GM might be first out of the gate with what might turn out to be winning technology but the automobile market does not turn on a dime. It will take a decade for GM to shift production to a largely EV fleet. One of the limits will be available money for investment in new production facilities. Guess who doesn't have that problem?

What makes you think Toyota has "screwed thereself legally?"

What makes you think Toyota will have to "start from ground zer?" Toyota ships 30K cars/month with battery, electric drive and control electronics. I routinely hear people talk about the "complexity" of HSD. Given that they not only have experience with batteries, electric motors and control electronics, I'd think they could master something that's allegedly simpler.
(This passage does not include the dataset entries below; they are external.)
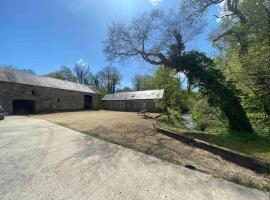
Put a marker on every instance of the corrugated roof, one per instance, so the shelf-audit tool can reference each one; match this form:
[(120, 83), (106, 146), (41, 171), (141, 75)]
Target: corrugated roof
[(147, 94), (14, 76)]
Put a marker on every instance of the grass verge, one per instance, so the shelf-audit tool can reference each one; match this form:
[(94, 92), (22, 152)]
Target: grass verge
[(250, 144)]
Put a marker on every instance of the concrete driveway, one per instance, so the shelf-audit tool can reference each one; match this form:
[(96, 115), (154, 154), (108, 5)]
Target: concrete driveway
[(41, 160)]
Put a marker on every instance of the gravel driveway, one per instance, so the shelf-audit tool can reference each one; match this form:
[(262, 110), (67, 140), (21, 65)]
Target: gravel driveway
[(41, 160)]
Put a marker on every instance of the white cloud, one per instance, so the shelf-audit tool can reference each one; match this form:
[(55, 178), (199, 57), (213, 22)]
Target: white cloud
[(155, 2)]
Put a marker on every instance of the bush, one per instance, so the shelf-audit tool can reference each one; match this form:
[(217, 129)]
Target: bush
[(207, 118)]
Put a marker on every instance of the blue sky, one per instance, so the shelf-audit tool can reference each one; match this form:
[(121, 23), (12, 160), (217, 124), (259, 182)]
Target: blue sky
[(44, 34)]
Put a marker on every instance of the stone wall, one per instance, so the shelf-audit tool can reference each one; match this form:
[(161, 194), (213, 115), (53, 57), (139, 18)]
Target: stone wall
[(46, 99), (150, 105)]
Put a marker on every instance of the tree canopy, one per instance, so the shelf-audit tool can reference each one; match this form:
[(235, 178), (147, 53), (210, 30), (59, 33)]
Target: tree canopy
[(159, 38)]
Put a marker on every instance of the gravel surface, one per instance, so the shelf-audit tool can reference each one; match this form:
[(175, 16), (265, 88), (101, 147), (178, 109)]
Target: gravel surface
[(41, 160)]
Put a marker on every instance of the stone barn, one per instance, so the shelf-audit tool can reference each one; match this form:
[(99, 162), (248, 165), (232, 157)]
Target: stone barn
[(134, 101), (22, 93)]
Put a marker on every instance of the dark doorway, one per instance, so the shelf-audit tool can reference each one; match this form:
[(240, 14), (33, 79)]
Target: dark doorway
[(23, 107), (88, 102)]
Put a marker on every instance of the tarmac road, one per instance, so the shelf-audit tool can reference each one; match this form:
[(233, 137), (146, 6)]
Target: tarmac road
[(41, 160)]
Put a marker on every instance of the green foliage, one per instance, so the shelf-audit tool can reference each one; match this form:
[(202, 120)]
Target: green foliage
[(208, 118), (165, 78), (64, 73), (140, 82)]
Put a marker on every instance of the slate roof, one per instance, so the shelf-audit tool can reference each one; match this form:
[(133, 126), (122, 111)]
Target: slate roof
[(147, 94), (14, 76)]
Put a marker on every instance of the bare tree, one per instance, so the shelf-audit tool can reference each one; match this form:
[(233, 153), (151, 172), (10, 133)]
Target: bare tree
[(109, 77), (150, 37), (140, 82), (159, 38), (82, 72)]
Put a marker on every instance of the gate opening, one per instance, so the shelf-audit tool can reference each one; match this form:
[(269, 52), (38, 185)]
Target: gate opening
[(23, 107)]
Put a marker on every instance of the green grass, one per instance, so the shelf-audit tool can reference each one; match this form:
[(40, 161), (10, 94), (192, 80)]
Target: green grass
[(250, 184), (250, 144)]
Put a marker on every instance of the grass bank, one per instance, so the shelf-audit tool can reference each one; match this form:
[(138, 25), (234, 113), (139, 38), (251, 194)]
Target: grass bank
[(250, 144)]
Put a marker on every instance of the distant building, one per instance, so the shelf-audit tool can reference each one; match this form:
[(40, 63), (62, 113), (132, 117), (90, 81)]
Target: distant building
[(134, 101), (22, 93)]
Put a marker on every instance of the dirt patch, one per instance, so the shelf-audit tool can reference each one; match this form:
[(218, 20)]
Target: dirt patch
[(129, 130)]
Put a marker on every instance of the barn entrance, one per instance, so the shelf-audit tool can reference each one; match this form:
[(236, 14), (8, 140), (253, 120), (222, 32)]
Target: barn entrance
[(22, 107), (88, 102)]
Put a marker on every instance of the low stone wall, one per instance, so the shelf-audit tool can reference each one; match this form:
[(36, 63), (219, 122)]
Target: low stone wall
[(241, 159), (131, 105), (46, 99)]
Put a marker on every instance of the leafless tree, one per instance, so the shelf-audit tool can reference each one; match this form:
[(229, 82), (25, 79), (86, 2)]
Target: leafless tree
[(109, 78), (150, 36)]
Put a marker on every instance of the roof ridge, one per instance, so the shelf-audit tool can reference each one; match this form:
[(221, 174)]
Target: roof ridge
[(44, 78)]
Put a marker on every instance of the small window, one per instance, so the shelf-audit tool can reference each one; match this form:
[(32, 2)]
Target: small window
[(120, 104)]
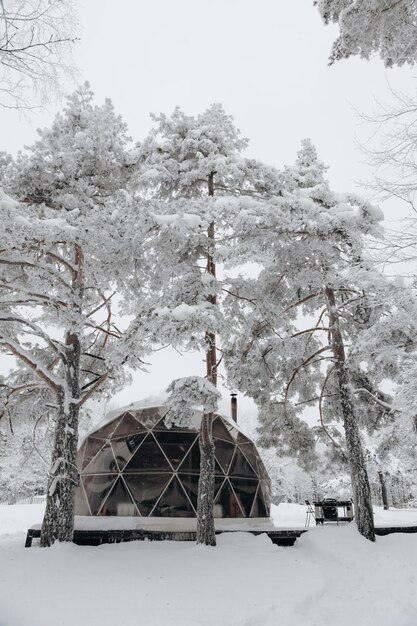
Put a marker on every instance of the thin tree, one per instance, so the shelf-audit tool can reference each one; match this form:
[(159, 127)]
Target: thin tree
[(319, 322), (36, 39), (62, 256), (383, 27)]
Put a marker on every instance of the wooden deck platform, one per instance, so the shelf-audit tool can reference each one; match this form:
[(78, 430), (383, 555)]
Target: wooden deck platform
[(98, 537), (278, 537)]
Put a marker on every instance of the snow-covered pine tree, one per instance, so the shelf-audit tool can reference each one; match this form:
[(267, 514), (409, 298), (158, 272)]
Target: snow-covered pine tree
[(318, 317), (386, 27), (64, 251), (194, 164)]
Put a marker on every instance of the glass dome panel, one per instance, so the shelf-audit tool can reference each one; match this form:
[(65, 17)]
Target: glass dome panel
[(175, 445), (173, 502), (148, 457), (146, 489), (97, 487)]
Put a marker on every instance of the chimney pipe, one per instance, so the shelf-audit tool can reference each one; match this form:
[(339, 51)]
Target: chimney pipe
[(233, 406)]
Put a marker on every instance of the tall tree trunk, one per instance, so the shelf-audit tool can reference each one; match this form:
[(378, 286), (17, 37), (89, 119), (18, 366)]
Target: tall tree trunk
[(383, 491), (205, 504), (360, 482), (58, 522)]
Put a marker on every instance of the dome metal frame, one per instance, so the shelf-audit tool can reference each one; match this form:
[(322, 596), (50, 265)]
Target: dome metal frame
[(134, 465)]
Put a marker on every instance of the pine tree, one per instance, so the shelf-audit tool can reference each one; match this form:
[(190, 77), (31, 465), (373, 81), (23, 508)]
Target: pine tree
[(310, 324), (386, 27), (65, 249), (194, 167)]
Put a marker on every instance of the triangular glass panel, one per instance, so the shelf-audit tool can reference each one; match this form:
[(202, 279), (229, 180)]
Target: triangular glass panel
[(265, 490), (241, 438), (92, 447), (175, 445), (262, 470), (80, 501), (234, 432), (245, 491), (148, 457), (220, 431), (251, 455), (128, 425), (119, 501), (224, 453), (151, 416), (191, 463), (174, 502), (103, 463), (240, 466), (259, 508), (80, 455), (123, 449), (226, 503), (190, 485), (146, 489), (96, 489), (219, 471), (106, 431)]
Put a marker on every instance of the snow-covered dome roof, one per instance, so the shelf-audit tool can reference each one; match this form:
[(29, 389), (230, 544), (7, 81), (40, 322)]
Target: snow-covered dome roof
[(134, 465)]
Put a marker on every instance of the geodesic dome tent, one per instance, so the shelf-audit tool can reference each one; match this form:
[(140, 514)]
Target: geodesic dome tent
[(134, 465)]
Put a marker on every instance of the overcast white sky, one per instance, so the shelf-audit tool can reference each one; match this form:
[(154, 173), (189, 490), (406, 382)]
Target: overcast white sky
[(265, 61)]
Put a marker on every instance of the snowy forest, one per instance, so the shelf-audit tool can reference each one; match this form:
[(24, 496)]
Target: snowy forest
[(203, 206), (114, 248)]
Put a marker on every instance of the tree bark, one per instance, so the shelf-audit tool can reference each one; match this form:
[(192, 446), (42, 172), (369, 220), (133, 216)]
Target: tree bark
[(383, 491), (205, 516), (58, 522), (360, 482), (205, 503)]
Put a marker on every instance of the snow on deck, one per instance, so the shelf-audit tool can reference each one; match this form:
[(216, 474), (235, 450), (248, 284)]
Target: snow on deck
[(331, 576)]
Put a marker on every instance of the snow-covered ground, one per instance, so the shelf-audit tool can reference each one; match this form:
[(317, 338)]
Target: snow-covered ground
[(332, 576)]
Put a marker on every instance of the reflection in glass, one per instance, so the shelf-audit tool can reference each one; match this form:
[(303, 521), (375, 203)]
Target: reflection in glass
[(224, 454), (149, 456), (135, 472), (106, 431), (119, 501), (220, 431), (245, 490), (191, 463), (174, 502), (104, 462), (80, 456), (80, 501), (97, 488), (128, 426), (150, 417), (241, 467), (123, 449), (146, 489), (226, 502), (175, 445), (92, 447)]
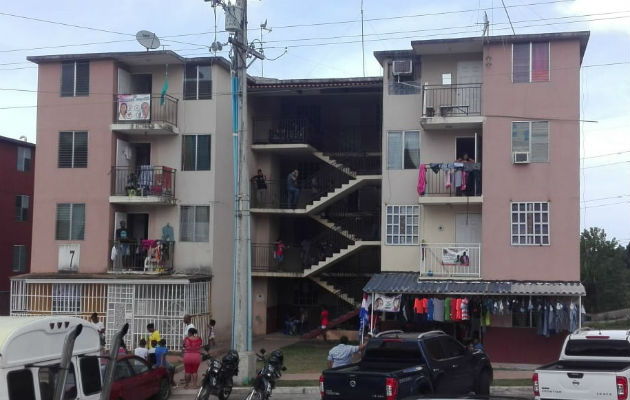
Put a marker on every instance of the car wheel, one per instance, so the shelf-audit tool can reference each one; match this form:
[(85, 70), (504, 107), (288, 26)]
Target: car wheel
[(483, 383), (165, 390)]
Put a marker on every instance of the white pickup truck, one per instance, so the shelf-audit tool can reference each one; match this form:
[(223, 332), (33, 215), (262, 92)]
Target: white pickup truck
[(593, 365)]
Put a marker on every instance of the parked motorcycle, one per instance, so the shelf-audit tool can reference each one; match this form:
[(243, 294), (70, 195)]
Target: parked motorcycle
[(265, 380), (217, 380)]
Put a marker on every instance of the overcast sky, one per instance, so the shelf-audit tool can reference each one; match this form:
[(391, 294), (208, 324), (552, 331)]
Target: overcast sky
[(323, 39)]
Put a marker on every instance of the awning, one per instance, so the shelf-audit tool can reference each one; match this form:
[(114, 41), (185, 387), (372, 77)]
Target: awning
[(411, 283)]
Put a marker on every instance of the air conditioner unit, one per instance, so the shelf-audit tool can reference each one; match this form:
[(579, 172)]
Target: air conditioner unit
[(68, 257), (520, 157), (402, 67)]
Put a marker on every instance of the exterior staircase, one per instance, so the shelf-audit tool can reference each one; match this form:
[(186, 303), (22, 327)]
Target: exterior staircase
[(338, 256), (337, 292), (332, 324)]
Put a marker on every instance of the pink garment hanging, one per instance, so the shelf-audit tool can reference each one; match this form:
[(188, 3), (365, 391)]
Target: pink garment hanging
[(422, 179)]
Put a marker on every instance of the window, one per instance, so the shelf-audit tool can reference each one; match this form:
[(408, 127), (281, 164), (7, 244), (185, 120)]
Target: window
[(198, 82), (531, 137), (72, 150), (402, 225), (19, 258), (70, 223), (75, 78), (530, 62), (530, 223), (403, 150), (66, 298), (90, 375), (48, 377), (196, 153), (195, 222), (21, 208), (24, 159), (20, 385)]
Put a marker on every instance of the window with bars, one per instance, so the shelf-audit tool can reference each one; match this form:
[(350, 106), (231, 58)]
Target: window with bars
[(196, 153), (75, 78), (530, 62), (19, 258), (530, 223), (403, 150), (198, 82), (402, 225), (531, 137), (66, 298), (24, 159), (70, 223), (194, 223), (72, 150), (21, 208)]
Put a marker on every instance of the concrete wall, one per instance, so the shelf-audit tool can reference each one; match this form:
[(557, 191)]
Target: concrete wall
[(556, 181), (89, 185)]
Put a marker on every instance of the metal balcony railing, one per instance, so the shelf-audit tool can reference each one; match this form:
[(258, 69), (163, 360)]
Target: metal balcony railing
[(450, 260), (139, 108), (450, 181), (141, 256), (451, 100), (145, 180)]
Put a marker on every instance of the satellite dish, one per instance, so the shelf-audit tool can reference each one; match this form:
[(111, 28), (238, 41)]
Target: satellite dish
[(148, 40)]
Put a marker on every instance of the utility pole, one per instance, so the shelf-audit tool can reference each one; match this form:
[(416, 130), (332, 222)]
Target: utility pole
[(236, 23)]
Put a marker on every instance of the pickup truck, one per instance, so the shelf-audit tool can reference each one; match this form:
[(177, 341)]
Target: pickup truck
[(397, 365), (593, 365)]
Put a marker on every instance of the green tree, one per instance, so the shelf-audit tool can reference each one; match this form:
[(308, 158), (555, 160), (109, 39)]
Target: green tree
[(604, 271)]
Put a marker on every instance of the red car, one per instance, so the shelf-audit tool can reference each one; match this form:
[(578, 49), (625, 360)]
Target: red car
[(134, 379)]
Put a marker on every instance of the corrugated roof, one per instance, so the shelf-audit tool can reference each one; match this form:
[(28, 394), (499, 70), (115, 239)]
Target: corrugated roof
[(412, 283)]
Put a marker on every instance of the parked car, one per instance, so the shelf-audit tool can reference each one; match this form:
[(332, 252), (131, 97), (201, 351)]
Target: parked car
[(134, 379), (593, 364), (397, 365)]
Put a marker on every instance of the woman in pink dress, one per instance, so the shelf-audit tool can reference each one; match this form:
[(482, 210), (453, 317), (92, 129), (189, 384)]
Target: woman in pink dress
[(192, 356)]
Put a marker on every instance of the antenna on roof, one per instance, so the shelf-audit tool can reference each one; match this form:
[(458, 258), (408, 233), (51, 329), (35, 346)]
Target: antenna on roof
[(148, 40)]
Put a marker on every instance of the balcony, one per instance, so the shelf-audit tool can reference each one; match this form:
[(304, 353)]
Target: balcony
[(145, 114), (451, 106), (146, 184), (450, 260), (447, 184), (144, 256)]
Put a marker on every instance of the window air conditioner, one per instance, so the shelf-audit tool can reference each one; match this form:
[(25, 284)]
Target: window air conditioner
[(520, 157), (402, 67)]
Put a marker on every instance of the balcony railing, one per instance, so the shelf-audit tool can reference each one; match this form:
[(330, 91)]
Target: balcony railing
[(139, 108), (451, 260), (144, 181), (452, 100), (152, 256), (450, 181)]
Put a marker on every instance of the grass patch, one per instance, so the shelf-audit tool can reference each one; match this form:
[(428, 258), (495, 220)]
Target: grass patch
[(512, 382), (619, 324)]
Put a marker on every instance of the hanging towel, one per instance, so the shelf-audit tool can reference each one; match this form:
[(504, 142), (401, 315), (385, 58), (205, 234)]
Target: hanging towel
[(422, 179)]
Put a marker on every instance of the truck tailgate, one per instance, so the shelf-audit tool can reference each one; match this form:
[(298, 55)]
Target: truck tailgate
[(577, 385)]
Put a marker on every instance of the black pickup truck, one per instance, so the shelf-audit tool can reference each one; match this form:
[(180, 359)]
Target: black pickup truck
[(397, 365)]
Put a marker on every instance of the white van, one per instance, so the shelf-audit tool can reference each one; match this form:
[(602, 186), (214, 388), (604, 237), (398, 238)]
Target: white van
[(30, 353)]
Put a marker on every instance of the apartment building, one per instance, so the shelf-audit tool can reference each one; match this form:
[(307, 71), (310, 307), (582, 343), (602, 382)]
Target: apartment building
[(480, 189), (16, 201), (134, 218)]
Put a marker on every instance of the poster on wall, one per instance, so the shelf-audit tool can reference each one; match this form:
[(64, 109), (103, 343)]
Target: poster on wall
[(455, 256), (387, 303), (134, 107)]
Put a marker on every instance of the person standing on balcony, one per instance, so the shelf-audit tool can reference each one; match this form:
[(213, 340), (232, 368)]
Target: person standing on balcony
[(292, 189), (260, 182)]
One of the key factors will be price. Even if gas is fairly expensive, a Prius for a third less is going to look extremely attractive at 50mpg.

"I spent 200 a week going to work in my 9 mpg gallon pickup at $3 a gallon, I traded it in on a car that gets 40mpg, but at 6 to 10 bucks a gallon I will still spend 200 a week..." - wilson

You might look your math over. At $10 per gallon and the same distance traveled, your 40mpg car will require only $150/week in fuel. Even at $10/gallon, you'll be saving $50/week with the high-mpg car.